Introduction
Nigeria and China have strengthened their economic ties by entering into a currency swap agreement aimed at reducing reliance on the US dollar for trade and financial transactions. The agreement enables both countries to settle trade in their local currencies—the naira and the yuan—thereby simplifying transactions, lowering foreign exchange risks, and enhancing financial cooperation. This initiative aligns with a global trend where countries are seeking to diversify away from dollar dependence. The following sections detail the historical background of the pact, key figures, the progress on digital currency exchanges, and the pledges both nations have made to further this collaboration.
Historical Context of the Agreement
The initial currency swap deal between Nigeria and China was signed in 2018, marking a pivotal moment in their economic relationship. The agreement was valued at 15 billion yuan (approximately $2.5 billion or 720 billion naira at the time). It was designed to facilitate seamless trade by allowing businesses in both countries to exchange currencies directly without needing to convert through the US dollar. The deal was renewed in 2021, further reinforcing the commitment to deepening financial integration between the two nations.
Trade Figures and Impact
Nigeria’s trade with China has grown consistently, with total bilateral trade surpassing $19 billion in 2022. China accounts for nearly 25% of Nigeria’s imports, making it Nigeria’s largest trading partner. Following the currency swap, it is estimated that by 2024, over 30% of transactions between Nigeria and China will be conducted using the yuan instead of the US dollar. The agreement has also enhanced Nigeria’s liquidity position, enabling businesses to access yuan directly from the Central Bank of Nigeria (CBN), thereby reducing pressures on the foreign exchange market.

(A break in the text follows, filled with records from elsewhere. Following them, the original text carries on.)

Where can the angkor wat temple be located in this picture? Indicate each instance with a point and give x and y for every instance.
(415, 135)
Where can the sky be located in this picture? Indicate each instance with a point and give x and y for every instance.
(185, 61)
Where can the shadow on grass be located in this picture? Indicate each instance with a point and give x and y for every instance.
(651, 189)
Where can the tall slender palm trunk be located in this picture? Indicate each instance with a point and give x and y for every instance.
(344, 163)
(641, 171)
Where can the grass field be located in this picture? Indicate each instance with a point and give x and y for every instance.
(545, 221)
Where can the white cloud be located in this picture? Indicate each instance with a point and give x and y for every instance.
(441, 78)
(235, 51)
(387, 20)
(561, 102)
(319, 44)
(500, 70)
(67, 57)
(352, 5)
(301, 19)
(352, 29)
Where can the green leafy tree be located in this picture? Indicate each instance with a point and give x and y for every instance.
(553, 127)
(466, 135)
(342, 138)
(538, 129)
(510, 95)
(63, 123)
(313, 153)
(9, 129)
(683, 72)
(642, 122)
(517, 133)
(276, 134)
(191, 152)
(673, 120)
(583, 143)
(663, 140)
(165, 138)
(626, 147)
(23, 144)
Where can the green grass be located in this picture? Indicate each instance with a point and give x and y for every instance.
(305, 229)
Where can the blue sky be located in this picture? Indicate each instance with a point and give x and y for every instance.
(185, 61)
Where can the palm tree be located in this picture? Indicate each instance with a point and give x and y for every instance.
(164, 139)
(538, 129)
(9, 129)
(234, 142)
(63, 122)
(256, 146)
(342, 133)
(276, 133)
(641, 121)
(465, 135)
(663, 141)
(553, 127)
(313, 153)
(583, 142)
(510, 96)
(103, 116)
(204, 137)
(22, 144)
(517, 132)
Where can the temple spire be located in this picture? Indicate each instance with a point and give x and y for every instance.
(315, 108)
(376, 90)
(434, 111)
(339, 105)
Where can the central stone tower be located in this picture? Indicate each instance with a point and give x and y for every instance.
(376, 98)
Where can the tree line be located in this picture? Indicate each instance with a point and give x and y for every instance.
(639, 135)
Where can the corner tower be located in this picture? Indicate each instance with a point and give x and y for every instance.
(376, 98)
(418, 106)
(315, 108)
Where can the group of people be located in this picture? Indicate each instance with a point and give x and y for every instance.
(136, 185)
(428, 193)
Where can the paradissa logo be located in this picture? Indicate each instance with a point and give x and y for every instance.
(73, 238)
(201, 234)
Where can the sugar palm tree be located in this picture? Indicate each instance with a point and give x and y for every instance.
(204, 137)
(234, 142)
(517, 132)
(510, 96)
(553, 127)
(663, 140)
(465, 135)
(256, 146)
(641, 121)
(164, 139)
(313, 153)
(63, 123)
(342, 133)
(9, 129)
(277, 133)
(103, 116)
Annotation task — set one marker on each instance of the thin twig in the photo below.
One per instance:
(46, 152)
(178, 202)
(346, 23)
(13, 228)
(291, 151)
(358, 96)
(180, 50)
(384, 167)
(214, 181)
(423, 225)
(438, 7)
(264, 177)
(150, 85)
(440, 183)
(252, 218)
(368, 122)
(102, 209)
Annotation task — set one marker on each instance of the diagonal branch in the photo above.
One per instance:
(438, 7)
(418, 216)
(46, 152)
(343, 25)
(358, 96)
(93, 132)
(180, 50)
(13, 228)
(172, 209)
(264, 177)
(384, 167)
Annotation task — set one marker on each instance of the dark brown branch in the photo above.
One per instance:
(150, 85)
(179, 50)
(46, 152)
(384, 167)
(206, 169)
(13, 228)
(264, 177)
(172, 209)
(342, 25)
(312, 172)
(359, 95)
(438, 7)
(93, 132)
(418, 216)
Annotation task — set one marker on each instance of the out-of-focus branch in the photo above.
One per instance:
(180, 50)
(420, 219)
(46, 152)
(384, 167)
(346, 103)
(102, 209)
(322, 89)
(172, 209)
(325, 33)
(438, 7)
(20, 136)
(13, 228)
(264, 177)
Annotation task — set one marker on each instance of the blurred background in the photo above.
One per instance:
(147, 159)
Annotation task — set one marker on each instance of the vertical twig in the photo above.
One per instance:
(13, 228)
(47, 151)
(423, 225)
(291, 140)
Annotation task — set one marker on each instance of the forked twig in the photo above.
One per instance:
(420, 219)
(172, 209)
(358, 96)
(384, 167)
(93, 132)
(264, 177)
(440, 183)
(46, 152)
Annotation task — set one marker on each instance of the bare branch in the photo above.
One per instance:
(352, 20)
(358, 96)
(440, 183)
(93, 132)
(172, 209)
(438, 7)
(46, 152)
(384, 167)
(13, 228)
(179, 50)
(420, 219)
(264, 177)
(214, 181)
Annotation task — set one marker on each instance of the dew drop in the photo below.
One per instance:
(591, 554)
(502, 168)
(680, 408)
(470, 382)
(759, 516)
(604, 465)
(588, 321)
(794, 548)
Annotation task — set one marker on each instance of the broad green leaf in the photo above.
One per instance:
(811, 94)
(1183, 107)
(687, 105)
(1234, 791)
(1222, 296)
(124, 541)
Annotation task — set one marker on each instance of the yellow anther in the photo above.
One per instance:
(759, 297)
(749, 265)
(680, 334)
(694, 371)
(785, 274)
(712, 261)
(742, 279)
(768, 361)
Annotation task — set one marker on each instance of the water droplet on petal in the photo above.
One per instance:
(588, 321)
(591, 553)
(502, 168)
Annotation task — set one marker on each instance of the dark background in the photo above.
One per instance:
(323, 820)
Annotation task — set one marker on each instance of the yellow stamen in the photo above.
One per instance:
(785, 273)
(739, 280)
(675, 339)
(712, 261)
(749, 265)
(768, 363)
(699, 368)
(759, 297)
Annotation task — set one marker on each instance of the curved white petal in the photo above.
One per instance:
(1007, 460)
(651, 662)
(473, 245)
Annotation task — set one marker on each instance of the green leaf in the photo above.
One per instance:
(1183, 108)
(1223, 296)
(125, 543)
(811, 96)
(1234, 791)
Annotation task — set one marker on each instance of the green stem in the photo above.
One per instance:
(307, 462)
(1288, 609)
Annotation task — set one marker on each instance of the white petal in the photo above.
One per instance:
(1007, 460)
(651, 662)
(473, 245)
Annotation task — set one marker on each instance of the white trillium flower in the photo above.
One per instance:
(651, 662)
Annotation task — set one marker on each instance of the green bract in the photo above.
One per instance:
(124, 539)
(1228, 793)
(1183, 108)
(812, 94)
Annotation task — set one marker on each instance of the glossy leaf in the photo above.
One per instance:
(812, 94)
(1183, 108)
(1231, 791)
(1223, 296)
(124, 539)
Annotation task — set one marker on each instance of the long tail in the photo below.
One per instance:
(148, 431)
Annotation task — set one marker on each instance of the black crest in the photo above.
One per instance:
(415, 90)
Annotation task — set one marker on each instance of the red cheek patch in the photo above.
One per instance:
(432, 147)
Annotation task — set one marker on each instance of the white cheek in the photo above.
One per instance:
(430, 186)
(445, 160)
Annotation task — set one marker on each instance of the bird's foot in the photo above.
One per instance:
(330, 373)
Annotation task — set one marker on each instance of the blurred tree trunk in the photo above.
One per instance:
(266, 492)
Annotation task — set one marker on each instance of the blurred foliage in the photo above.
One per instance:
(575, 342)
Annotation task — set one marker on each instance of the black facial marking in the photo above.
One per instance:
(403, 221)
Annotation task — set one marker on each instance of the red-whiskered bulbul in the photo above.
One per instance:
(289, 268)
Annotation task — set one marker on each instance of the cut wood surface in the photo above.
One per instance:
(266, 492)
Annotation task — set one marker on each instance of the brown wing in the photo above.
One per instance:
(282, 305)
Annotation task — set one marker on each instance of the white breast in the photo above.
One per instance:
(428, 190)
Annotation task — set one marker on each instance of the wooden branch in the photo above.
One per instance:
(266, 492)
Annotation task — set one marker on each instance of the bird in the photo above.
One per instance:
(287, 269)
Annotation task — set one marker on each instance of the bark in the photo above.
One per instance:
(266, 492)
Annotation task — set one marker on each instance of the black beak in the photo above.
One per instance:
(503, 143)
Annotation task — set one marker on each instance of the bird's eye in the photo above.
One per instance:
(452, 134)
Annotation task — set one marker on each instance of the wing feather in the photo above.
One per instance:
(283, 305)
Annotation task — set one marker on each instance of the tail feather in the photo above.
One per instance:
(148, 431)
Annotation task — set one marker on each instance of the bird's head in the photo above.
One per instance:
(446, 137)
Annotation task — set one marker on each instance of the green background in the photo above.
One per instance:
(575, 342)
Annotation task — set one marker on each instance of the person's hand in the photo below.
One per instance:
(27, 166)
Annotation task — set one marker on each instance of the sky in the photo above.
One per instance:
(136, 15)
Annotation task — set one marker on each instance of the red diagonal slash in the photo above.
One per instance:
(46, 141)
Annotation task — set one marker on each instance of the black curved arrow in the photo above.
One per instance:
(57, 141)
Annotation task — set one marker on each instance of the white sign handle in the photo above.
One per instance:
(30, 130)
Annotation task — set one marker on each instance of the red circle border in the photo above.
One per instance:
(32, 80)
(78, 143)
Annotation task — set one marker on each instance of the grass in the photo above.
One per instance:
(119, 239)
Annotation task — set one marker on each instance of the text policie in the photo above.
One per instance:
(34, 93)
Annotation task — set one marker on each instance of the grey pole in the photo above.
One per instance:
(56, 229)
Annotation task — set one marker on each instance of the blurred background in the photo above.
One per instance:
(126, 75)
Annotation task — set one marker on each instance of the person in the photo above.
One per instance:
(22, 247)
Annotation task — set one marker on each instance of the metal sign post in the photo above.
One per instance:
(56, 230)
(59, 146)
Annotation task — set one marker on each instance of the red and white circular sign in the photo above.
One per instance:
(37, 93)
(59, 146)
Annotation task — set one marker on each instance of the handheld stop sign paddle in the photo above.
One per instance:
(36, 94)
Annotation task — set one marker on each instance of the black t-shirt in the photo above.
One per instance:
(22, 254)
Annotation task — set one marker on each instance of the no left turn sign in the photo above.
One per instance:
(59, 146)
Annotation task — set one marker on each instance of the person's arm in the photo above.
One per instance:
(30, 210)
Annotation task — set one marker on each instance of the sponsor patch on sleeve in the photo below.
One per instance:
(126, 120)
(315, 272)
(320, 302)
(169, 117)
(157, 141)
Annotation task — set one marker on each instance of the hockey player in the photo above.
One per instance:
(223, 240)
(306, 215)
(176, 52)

Developments in Digital Currency Exchange
In addition to the swap agreement, Nigeria and China are exploring the use of digital currencies to further streamline trade. China’s digital yuan (e-CNY) and Nigeria’s eNaira, introduced in 2021, are at the forefront of these efforts. Discussions are underway to establish a digital exchange platform that facilitates direct conversion between the naira and yuan. This system could reduce transaction costs by up to 5% and cut settlement times by half. Both countries are also considering blockchain technologies and digital wallets to ensure secure and efficient cross-border payments.
Pledges and Commitments
Both nations have made significant pledges to strengthen their financial collaboration. Nigeria has pledged to increase its yuan holdings within its foreign reserves, aiming to stabilize its economy and reduce exposure to dollar fluctuations. China has committed to supporting capacity building in Nigeria, offering technical assistance for digital finance infrastructure, and helping local businesses understand and adopt the yuan for trade. Both governments have also expressed interest in using central bank digital currencies (CBDCs) for cross-border transactions in the near future.
Conclusion
The partnership between Nigeria and China reflects a deliberate shift toward reducing dollar dependency in global trade. By deepening their currency swap agreement, exploring digital currency exchange mechanisms, and pledging mutual support, both countries are laying the foundation for a more resilient and diversified economic relationship. These efforts could reshape trade dynamics across Africa and Asia, encouraging other nations to consider similar agreements as part of a broader de-dollarization strategy.